You are viewing a plain text version of this content. The canonical link for it is here.
Posted to users@nifi.apache.org by Sven Davison <sv...@gmail.com> on 2016/05/31 22:32:55 UTC

RegEx not catching all tags

http://prntscr.com/basrzy

the above is a screenshot showing a hashtags var only containing the first
instance of a hashtag. i want to get a list of ALL hashtags from
twitter.text not just the first one. i'm fairly sure my RegEx is wrong...
here's what i have.

(#{1}[a-zA-Z0-9_]*)

i'm using https://regex101.com/ to simulate traffic and tests.. but i can't
get it to recognize more than the first instance of the regex.

Re: RegEx not catching all tags

Posted by Andy LoPresto <al...@apache.org>.
Thanks Sven. Could I ask you to open a Jira [1] requesting a boolean option in the ExtractText processor properties that allows for global results?

[1] https://issues.apache.org/jira/browse/NIFI

Andy LoPresto
alopresto@apache.org
alopresto.apache@gmail.com
PGP Fingerprint: 70EC B3E5 98A6 5A3F D3C4  BACE 3C6E F65B 2F7D EF69

> On Jun 1, 2016, at 3:23 AM, Sven Davison <sv...@gmail.com> wrote:
> 
> Thanks. I did some more reading in the documentation and Nifi's documentation says it only returns the first one. HOWEVER... The Jain object returned had an element of tags already!
> 
> $.entities.hashtags.*.text or... Something. I got it working late last night!
> 
> 
> 
> -Sven Davison
> (sent from my iPhone)
> 
> On May 31, 2016, at 10:47 PM, Andy LoPresto <alopresto@apache.org <ma...@apache.org>> wrote:
> 
>> Hi Sven,
>> 
>> Are you using an ExtractText processor [1] here? If so, you can extract multiple capture groups which will be stored in flowfile attributes such as “regexattr.1”, “regexattr.2”, etc. when assigned to the regular expression name “regexattr”.
>> 
>> Try the regular expression I’ve provided here [2] (explanation available on the site). This captures a literal ‘#’, any “word” character one or more times until a word boundary, and does this “globally”, aka does not stop searching after the first result.
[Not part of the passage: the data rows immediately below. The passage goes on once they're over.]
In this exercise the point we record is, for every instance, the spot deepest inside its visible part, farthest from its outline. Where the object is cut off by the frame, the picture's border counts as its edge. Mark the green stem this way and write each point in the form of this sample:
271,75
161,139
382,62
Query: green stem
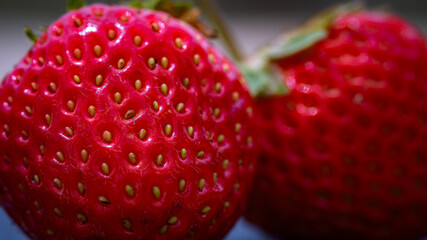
212,11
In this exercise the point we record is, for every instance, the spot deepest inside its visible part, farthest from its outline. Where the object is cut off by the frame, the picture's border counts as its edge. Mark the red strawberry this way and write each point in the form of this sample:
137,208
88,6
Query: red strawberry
345,150
124,123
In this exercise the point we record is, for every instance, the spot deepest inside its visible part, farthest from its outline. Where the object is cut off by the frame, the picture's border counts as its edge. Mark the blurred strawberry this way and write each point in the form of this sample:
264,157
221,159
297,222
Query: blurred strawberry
343,113
124,123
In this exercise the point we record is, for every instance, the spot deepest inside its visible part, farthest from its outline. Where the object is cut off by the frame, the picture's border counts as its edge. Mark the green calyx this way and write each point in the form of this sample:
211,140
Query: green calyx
261,75
75,4
30,34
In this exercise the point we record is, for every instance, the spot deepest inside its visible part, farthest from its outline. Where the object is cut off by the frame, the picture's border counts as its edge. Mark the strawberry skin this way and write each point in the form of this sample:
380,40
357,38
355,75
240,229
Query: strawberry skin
344,152
124,123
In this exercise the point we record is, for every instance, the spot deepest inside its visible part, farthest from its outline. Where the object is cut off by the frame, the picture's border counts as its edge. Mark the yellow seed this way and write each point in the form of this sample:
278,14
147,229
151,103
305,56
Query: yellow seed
142,133
127,224
98,80
121,63
155,27
105,168
249,111
249,140
137,41
132,158
220,138
200,154
111,34
235,96
70,106
57,182
196,59
77,53
129,114
225,164
183,153
107,136
37,205
58,212
138,85
190,131
178,43
172,220
156,192
151,63
60,156
168,130
69,131
29,110
77,22
216,112
98,50
36,179
81,188
159,160
185,82
103,200
181,185
52,87
84,155
156,106
180,107
50,232
59,60
21,187
211,58
40,60
205,209
163,229
237,127
91,111
42,149
117,97
129,190
217,87
164,89
165,62
82,218
201,184
76,79
225,67
34,86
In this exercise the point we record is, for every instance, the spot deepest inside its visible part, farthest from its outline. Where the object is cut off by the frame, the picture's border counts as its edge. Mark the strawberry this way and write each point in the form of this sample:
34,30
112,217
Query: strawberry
124,123
342,114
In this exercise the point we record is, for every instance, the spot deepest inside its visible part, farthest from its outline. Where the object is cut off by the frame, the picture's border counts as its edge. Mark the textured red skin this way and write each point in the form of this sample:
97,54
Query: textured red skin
344,154
146,214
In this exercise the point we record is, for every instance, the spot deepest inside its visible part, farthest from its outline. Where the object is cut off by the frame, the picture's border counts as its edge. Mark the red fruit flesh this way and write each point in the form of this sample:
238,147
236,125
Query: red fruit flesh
124,124
344,154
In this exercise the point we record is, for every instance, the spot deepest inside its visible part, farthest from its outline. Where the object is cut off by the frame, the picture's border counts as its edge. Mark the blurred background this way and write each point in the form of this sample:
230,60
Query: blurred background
252,22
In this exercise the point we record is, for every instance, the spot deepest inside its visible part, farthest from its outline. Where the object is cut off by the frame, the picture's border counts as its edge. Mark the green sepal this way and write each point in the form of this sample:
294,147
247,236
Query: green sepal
30,34
263,82
75,4
259,69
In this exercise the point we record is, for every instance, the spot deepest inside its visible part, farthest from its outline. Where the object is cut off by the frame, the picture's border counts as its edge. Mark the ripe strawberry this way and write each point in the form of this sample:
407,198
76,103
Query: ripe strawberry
124,123
345,150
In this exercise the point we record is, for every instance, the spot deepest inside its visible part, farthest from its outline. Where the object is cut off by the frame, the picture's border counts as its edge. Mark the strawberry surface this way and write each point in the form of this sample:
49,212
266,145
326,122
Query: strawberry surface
124,123
344,152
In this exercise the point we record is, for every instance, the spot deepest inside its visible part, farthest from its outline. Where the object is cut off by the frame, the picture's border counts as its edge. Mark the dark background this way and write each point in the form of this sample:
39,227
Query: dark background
253,22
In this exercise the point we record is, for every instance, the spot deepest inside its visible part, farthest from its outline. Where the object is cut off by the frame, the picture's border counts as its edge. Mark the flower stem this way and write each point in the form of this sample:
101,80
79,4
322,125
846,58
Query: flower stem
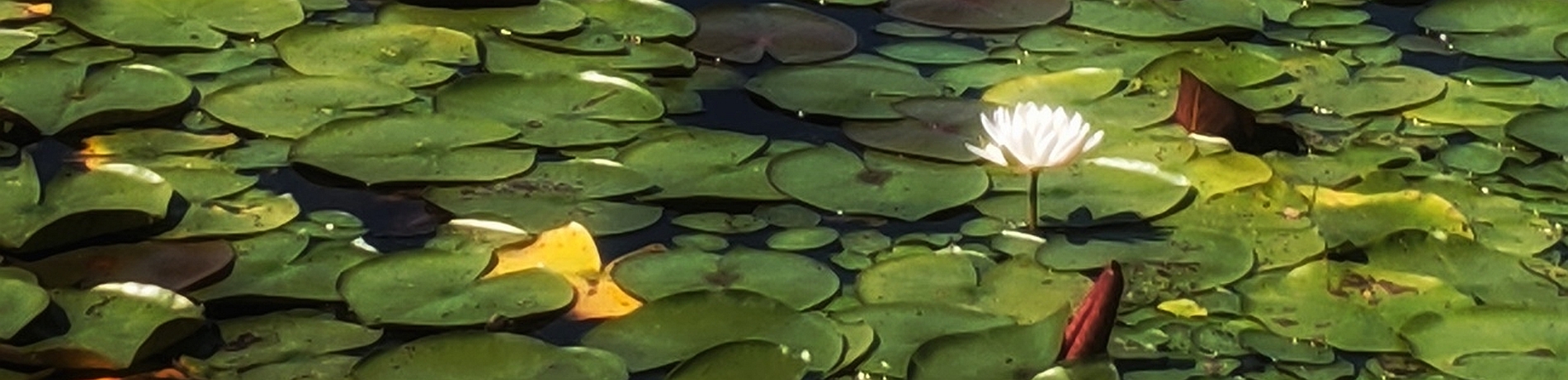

I didn’t check exhaustively if hashtags can contain special characters like ‘-‘, etc. but that should be well-documented by Twitter.
>> 
>> /(#[\w]+\b)/g
>> 
>> [1] https://nifi.apache.org/docs/nifi-docs/components/org.apache.nifi.processors.standard.ExtractText/index.html <https://nifi.apache.org/docs/nifi-docs/components/org.apache.nifi.processors.standard.ExtractText/index.html>
>> [2] https://regex101.com/r/gV3mO5/1 <https://regex101.com/r/gV3mO5/1>
>> 
>> 
>> Andy LoPresto
>> alopresto@apache.org <ma...@apache.org>
>> alopresto.apache@gmail.com <ma...@gmail.com>
>> PGP Fingerprint: 70EC B3E5 98A6 5A3F D3C4  BACE 3C6E F65B 2F7D EF69
>> 
>>> On May 31, 2016, at 3:32 PM, Sven Davison <svendavison@gmail.com <ma...@gmail.com>> wrote:
>>> 
>>> 
>>> http://prntscr.com/basrzy <http://prntscr.com/basrzy>
>>> 
>>> the above is a screenshot showing a hashtags var only containing the first instance of a hashtag. i want to get a list of ALL hashtags from twitter.text not just the first one. i'm fairly sure my RegEx is wrong... here's what i have.
>>> 
>>> (#{1}[a-zA-Z0-9_]*)
>>> 
>>> i'm using https://regex101.com/ <https://regex101.com/> to simulate traffic and tests.. but i can't get it to recognize more than the first instance of the regex.
>> 


Re: RegEx not catching all tags

Posted by Sven Davison <sv...@gmail.com>.
Thanks. I did some more reading in the documentation and Nifi's documentation says it only returns the first one. HOWEVER... The Jain object returned had an element of tags already!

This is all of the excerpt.